The Thai language is a tonal language. Tones are essential for the language, as important as any vowel or any consonant. Tones distinguish the meaning of one word from another.
Tone refers to a change in the pitch of a syllable during its pronunciation. In Thai, every syllable is pronounced in one of five tones: low, mid, high, falling, or rising. The tone must be spoken correctly for the intended meaning of a word to be understood. Since every word has a particular mandatory tone, we say that the Thai language has obligatory lexical tones.
The middle tone starts at a middle pitch level, rises slightly and returns to mid-level. The low tone starts low and gradually falls even lower. The falling tone starts high and falls to a low pitch. The high tone rises to a peak and then drops. The rising tone starts at mid-level and gradually rises.
Modifying the vowel length or the tone changes the syllable completely, to the extent that if you mispronounce a single vowel or tone, a Thai person hears a different word to the one you meant to say.

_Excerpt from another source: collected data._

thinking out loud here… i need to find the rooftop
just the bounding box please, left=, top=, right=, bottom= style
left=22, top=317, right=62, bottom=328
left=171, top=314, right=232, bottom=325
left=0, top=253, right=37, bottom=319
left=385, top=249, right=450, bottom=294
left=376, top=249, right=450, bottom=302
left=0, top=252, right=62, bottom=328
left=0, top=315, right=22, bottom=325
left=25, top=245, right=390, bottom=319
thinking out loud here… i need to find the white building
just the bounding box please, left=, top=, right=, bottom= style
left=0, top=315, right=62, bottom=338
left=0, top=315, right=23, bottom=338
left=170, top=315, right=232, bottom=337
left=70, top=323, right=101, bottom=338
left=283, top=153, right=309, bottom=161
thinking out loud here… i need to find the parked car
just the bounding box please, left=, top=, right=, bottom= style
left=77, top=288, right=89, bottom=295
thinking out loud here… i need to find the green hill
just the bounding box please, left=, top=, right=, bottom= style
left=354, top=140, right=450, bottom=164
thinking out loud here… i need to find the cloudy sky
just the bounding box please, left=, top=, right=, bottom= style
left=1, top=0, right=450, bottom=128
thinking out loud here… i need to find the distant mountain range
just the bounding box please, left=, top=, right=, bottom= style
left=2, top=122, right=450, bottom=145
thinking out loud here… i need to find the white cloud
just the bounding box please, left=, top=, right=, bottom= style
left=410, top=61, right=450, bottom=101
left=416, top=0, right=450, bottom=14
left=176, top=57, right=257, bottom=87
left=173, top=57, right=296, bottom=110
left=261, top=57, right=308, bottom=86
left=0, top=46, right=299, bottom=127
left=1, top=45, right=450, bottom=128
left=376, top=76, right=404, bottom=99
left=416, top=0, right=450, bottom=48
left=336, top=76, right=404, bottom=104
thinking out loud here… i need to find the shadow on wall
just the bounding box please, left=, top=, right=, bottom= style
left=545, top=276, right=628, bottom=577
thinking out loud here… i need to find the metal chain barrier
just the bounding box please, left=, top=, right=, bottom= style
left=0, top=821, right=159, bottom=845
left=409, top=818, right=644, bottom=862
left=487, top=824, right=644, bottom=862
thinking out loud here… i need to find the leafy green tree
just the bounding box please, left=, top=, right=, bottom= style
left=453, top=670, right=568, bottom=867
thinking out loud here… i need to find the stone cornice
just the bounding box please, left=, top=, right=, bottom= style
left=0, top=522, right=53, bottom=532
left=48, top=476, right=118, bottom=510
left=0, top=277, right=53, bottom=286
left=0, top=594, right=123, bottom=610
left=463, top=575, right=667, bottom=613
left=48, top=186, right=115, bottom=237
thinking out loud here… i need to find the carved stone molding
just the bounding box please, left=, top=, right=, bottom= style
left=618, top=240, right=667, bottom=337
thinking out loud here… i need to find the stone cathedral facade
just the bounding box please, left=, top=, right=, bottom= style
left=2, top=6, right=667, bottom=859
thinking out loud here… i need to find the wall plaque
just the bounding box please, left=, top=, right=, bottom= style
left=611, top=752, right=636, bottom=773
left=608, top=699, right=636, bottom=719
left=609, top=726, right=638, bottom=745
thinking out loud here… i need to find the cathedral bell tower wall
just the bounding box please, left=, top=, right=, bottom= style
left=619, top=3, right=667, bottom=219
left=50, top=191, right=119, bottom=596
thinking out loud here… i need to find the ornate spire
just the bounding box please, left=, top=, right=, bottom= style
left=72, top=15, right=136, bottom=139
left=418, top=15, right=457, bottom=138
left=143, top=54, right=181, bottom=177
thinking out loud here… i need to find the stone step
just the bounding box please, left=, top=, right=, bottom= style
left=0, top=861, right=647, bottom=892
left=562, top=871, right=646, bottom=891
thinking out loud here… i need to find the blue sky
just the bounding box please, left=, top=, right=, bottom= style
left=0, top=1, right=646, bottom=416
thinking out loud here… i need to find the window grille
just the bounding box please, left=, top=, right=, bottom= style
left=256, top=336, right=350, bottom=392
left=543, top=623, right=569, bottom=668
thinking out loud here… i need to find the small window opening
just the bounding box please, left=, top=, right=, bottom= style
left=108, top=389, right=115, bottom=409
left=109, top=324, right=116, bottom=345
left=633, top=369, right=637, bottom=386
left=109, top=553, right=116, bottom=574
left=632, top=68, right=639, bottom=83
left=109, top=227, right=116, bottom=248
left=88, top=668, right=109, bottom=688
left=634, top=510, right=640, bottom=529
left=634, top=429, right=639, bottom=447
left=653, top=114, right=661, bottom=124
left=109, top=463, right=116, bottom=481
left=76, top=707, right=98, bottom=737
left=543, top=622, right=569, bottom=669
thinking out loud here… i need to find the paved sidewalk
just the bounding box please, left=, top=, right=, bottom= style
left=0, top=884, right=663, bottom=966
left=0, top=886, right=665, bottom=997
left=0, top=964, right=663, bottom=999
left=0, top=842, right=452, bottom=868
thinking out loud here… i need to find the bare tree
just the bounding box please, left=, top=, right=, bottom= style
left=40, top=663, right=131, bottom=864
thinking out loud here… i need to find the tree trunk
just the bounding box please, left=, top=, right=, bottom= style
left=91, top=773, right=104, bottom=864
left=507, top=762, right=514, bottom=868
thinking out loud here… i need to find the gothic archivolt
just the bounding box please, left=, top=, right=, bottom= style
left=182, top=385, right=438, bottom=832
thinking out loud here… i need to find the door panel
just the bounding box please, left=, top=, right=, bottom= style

Tones are realized in the vowels but indicated in the script by a combination of the class of the initial consonant (high, mid or low), vowel length (long or short), closing consonant (plosive or sonorant) and, if present, one of four tone marks, whose name derive from the name of the digits 1–4 borrowed from Pali or Sanskrit.
As an example of how the tones can make things difficult for learners of Thai, here is a sentence that means “new wood doesn’t burn, does it?” In Thai to western ears, it sounds like “mai mai mai mai mai”, just with varying the tone on the syllables. Of course, to Thai ears, it is understood just fine.
Of course, learning the five tones can be difficult at first. But once you have broken the tone barrier, you have grasped the core of the Thai language. Regular practice, practice, patience is essential in mastering Thai tones.